Standing up for the semicolon
British writers are addicted to a practice that causes American grammarians to recoil in horror: They link independent clauses with a comma. In Britannia, the comma-splice run-on sentence causes no shrieks of dread. Neither, increasingly, does it on these shores.
But for the squeamish, She punctuates properly, it’s no great feat begs to be corrected. With a coordinating conjunction — She punctuates properly, and it’s no great feat — or with a semicolon — She punctuates properly; it’s no great feat.
But the semicolon has fallen out of popularity, neglected, ignored, even shunned. Oh, you can occasionally compel writers to resort to it in a complex series, but in general they shy away from it like a vegan at a bull roast. This reluctance may have something to do with the pronounced American preference for informality: "No semicolons here, dude; we left them behind in Europe, just like we junked aristocracy and teaching Latin to schoolchildren and dressing like adults."
It’s a pity.

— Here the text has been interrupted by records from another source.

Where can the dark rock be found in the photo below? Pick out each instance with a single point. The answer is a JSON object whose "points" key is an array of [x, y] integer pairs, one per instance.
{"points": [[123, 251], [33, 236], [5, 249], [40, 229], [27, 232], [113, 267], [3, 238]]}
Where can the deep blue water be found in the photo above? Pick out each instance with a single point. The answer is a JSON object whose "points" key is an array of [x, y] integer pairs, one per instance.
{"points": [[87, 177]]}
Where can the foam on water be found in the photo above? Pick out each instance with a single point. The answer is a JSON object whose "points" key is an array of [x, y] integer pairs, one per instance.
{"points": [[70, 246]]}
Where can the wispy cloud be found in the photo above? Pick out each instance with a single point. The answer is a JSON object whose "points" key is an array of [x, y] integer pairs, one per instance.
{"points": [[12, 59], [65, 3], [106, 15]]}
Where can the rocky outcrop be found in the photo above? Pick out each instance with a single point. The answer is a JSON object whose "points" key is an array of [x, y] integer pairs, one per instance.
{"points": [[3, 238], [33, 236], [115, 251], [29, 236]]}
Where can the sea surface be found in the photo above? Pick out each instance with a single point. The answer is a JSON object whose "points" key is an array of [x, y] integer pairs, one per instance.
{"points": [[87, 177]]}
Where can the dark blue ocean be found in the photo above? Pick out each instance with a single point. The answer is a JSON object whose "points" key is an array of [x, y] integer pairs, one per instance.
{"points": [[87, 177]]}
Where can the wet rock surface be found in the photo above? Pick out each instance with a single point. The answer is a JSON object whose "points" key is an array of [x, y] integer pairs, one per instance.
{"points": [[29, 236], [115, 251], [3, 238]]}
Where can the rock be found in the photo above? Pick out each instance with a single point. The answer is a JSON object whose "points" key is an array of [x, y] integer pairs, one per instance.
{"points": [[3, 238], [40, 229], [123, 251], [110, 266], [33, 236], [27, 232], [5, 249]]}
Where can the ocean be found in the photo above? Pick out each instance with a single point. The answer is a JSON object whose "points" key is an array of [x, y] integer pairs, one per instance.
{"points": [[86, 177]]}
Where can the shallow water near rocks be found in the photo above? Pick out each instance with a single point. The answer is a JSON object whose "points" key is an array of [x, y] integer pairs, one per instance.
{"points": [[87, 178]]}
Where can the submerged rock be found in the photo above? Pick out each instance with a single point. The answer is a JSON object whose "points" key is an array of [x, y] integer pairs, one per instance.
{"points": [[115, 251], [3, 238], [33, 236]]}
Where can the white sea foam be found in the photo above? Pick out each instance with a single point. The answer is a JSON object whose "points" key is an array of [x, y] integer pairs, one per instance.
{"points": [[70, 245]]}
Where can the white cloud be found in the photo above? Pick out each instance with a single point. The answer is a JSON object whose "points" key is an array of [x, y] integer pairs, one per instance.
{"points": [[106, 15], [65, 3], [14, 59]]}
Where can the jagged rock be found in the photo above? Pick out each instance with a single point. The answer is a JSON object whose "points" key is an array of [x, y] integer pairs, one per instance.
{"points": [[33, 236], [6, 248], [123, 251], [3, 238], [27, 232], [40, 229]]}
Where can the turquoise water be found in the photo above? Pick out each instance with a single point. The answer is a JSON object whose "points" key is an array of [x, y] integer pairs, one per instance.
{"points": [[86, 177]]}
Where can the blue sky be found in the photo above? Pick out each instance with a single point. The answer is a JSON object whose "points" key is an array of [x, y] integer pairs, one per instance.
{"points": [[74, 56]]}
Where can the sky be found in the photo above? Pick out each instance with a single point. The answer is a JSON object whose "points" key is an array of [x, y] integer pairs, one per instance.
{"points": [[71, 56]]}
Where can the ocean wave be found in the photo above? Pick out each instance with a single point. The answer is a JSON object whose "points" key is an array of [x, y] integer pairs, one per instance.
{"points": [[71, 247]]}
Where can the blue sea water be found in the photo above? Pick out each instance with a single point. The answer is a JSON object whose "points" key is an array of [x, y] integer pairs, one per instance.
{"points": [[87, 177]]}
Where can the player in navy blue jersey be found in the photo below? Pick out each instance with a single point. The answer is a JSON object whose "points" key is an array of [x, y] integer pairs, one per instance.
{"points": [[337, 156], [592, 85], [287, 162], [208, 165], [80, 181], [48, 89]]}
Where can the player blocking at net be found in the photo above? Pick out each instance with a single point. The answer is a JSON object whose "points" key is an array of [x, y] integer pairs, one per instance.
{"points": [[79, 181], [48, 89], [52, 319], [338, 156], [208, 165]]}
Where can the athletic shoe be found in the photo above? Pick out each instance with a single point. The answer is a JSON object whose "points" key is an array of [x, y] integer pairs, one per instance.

The semicolon is still useful for sentences that involve complex, what do you call them, thoughts.
Nicholson Baker gives the semicolon its due in "The History of Punctuation," a review essay of a book on that subject from The New York Review of Books, reprinted in The Size of Thoughts. He even devotes some admiring space to the 19th-century penchant for combining the semicolon with the dash. (Semicolons combined with dashes! A guilty pleasure, like Strasbourg pate.)
But those palmy days are gone for good; the semicolon survives, but in an attenuated state, preserved temporarily from extinction by that dwindling band of writers and editors who also struggle to breathe a little life back into whom.